The question I have whether this amount is OK for a family size of 2-3? 
I will be thankful if you please provide your inputs for the same. 
Hope to hear from you soon!


----------



## Ahithophel (Dec 10, 2013)

Depends on what city in the Netherlands, rent in places like Amsterdam-Rotterdam tend to be expensive. Would your spouse be working? Ask them to throw in a few incentives, my best wishes


----------



## cschrd2 (Oct 31, 2011)

It's way above the median and with the 30% ruling you will have more then enough to lead a good life. Even if you need to pay €800/month is rent your in good shape.


----------



## Marinos (Aug 15, 2013)

kashibhatla said:


> Dear All,
> I received job offer from a company and they are offering 68000 Euros per year which includes holiday allowance and end of year bonus. Company is taking care of Visa, work permit, 30% tax ruling, etc.
> The question I have whether this amount is OK for a family size of 2-3?
> I will be thankful if you please provide your inputs for the same.
> Hope to hear from you soon!


Offer in my opinion is good especially considering current conditions
might want it consider how you will approach Schooling for the children as this has the potential to be expensive if you go for English based schools


----------



## bob_1982 (Aug 3, 2014)

kashibhatla said:


> Dear All,
> I received job offer from a company and they are offering 68000 Euros per year which includes holiday allowance and end of year bonus. Company is taking care of Visa, work permit, 30% tax ruling, etc.
> The question I have whether this amount is OK for a family size of 2-3?
> I will be thankful if you please provide your inputs for the same.
> Hope to hear from you soon!


if you don't mind can you advise me how to get job offer
i am a php developer with 7 years of experience in India

thanks


----------



## highwind (Aug 10, 2014)

Congratulation!

With 30% ruling, it should be suffice for moderate living style. But check with the employer that when do they expect 30% ruling to be grant. In my case, it took me 3 months to get 30% ruling (but I get the money from the first 3 months back).

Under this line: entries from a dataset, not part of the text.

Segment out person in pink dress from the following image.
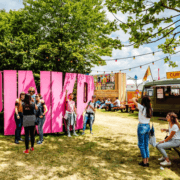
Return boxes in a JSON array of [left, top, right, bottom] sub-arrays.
[[65, 90, 78, 137]]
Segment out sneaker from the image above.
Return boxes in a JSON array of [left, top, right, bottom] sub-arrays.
[[73, 133, 78, 136], [37, 141, 42, 144], [30, 147, 34, 151], [23, 149, 29, 154], [158, 156, 165, 161], [81, 132, 85, 135], [138, 161, 148, 167], [160, 160, 171, 166], [19, 138, 24, 141], [15, 140, 19, 144], [67, 134, 72, 137]]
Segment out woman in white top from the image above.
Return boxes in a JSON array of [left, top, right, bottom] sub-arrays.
[[156, 112, 180, 166], [132, 96, 152, 167]]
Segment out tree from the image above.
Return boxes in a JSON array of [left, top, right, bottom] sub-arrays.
[[105, 0, 180, 67], [0, 0, 123, 74]]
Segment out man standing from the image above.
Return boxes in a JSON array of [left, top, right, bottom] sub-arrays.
[[82, 95, 97, 135]]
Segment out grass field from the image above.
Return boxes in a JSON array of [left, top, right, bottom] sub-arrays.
[[0, 110, 180, 180]]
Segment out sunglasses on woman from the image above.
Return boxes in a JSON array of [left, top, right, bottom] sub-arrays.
[[28, 91, 35, 93]]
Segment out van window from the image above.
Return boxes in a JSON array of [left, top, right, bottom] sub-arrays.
[[157, 87, 164, 99], [171, 86, 180, 96], [164, 85, 180, 97], [143, 86, 153, 97]]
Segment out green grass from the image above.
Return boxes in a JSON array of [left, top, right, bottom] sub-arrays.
[[0, 110, 180, 180]]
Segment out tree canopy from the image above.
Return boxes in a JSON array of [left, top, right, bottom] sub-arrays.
[[105, 0, 180, 67], [0, 0, 122, 74]]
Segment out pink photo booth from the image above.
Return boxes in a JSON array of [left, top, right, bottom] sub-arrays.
[[2, 70, 94, 135]]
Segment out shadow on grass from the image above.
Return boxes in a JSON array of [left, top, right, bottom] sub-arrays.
[[0, 130, 180, 180]]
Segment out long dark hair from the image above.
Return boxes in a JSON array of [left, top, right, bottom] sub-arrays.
[[24, 94, 31, 106], [167, 112, 178, 124], [141, 95, 152, 118]]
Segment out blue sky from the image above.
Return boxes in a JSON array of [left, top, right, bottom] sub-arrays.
[[1, 0, 180, 80]]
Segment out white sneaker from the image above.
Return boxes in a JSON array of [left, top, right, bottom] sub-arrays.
[[160, 160, 171, 166], [158, 156, 165, 161], [67, 134, 72, 137]]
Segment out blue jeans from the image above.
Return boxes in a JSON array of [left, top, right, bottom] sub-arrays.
[[83, 113, 94, 131], [15, 112, 23, 141], [137, 123, 150, 159], [37, 116, 45, 141]]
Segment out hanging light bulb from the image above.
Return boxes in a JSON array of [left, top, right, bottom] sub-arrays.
[[129, 68, 131, 71], [58, 59, 60, 61], [133, 56, 135, 60], [115, 59, 117, 62], [46, 57, 48, 59], [71, 61, 73, 63], [111, 71, 113, 73], [97, 71, 98, 73], [152, 62, 154, 65], [174, 46, 176, 50], [152, 52, 154, 55], [140, 66, 142, 68]]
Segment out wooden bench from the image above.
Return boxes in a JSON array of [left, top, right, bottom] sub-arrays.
[[173, 146, 180, 157], [112, 105, 126, 112]]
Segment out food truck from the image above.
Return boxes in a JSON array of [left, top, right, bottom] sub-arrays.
[[140, 79, 180, 116]]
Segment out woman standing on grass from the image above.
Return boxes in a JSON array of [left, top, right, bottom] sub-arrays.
[[156, 112, 180, 166], [22, 94, 38, 154], [14, 92, 25, 144], [65, 90, 78, 137], [132, 96, 152, 167], [35, 94, 48, 144]]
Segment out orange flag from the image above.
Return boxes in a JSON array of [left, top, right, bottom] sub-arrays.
[[143, 66, 151, 81]]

Like Ahithophel said, it matters a lot where you live. It's Amsterdam and your employer also gives you free transportation card, you can live in another city and take train there.

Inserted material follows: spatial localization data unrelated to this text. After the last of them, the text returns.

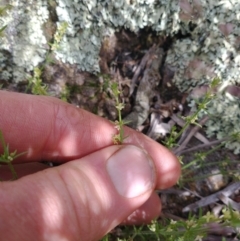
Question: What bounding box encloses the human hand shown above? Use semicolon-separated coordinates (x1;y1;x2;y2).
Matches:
0;90;181;241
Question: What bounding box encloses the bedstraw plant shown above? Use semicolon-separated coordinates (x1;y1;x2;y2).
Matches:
111;82;129;144
102;77;240;240
27;21;68;96
0;130;26;180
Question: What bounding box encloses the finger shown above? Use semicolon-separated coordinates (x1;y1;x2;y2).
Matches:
122;192;161;225
0;145;156;241
1;164;161;226
0;163;49;181
0;91;181;189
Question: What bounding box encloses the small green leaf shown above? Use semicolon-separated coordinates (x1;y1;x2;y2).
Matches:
0;25;7;35
116;103;124;111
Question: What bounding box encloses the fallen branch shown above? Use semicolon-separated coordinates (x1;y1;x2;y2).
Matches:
177;137;230;156
183;182;240;212
174;116;209;154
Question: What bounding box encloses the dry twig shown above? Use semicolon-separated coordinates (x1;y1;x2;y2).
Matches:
183;182;240;212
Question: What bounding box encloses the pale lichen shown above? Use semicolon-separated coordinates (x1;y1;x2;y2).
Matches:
0;0;49;82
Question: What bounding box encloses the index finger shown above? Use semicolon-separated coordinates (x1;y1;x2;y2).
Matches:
0;90;181;189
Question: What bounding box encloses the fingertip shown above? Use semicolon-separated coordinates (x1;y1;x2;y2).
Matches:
122;192;161;225
124;129;181;190
156;148;181;189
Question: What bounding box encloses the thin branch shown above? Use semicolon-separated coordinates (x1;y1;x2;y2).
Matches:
171;114;210;146
182;182;240;212
176;137;230;156
174;115;209;154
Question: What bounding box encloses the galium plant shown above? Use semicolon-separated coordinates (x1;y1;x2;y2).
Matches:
111;82;129;144
148;207;240;241
27;67;48;95
50;21;68;52
178;134;240;188
164;77;221;149
27;22;68;95
102;77;240;240
103;206;240;241
0;130;26;180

If your offer is still negotiable, I would ask the company to aid you in finding an apartment. It's very difficult to find one from aboard.


----------



## LindaT (Sep 9, 2014)

Personally I would rent for a while and not buy. The Netherlands is hardly a place for stability at the moment. I bought a house on interest only many years ago and now want to sell it. We put lots of money into the renovations and theoretically speaking we lost the lot! In fact we might have to sell for less than the price we bought it for ten years ago. 

The further north you go the more value you will get for your money. My husband travels 45minutes each day to work by car. The train doesn't go near his office and the bus doesn't either. So the car is the best form of daily transport. 

You should be able to live reasonably okay on the money you suggest and you probably will get your holiday money in May each year in a nice lump sum. You may have to be very careful though with your living expenses on that salary and if your wife is able to contribute to the household with a job, then it all helps. It really does depend on what you expect in your household budget. I think it would be tight, but I can't advise because every family has its differing needs. I just know that our salary now is a lot larger than the UK. After ten years you will have to pay 52% tax and you MUST save up for that time. It can kill your bank account.


----------